Spectral diagonal ensemble Kalman filters

TL;DR

This paper introduces a spectral diagonal ensemble Kalman filter that improves covariance approximation by using spectral basis diagonalization, with extensions to wavelets for non-homogeneous fields, and demonstrates efficiency in high-dimensional data assimilation.

Contribution

It develops a novel spectral basis approach for ensemble Kalman filtering, enhancing covariance approximation and extending to wavelet bases for complex fields.

Findings

Improved covariance approximation when the true covariance is diagonal in spectral basis.

Efficient implementation using FFT and DWT for high-dimensional data.

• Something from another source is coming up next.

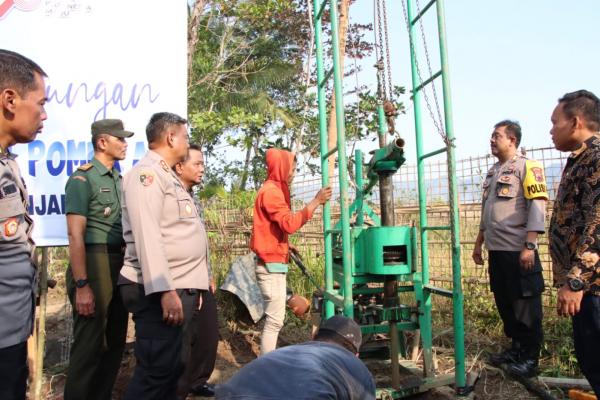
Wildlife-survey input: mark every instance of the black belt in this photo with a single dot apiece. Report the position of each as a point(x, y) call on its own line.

Successful application to Lorenz 96 and shallow water equations with small ensembles.

Abstract

A new type of ensemble Kalman filter is developed, which is based on replacing the sample covariance in the analysis step by its diagonal in a spectral basis. It is proved that this technique improves the aproximation of the covariance when the covariance itself is diagonal in the spectral basis, as is the case, e.g., for a second-order stationary random field and the Fourier basis. The method is extended by wavelets to the case when the state variables are random fields, which are not spatially homogeneous. Efficient implementations by the fast Fourier transform (FFT) and discrete wavelet transform (DWT) are presented for several types of observations, including high-dimensional data given on a part of the domain, such as radar and satellite images. Computational experiments confirm that the method performs well on the Lorenz 96 problem and the shallow water equations with very small ensembles and over multiple analysis cycles.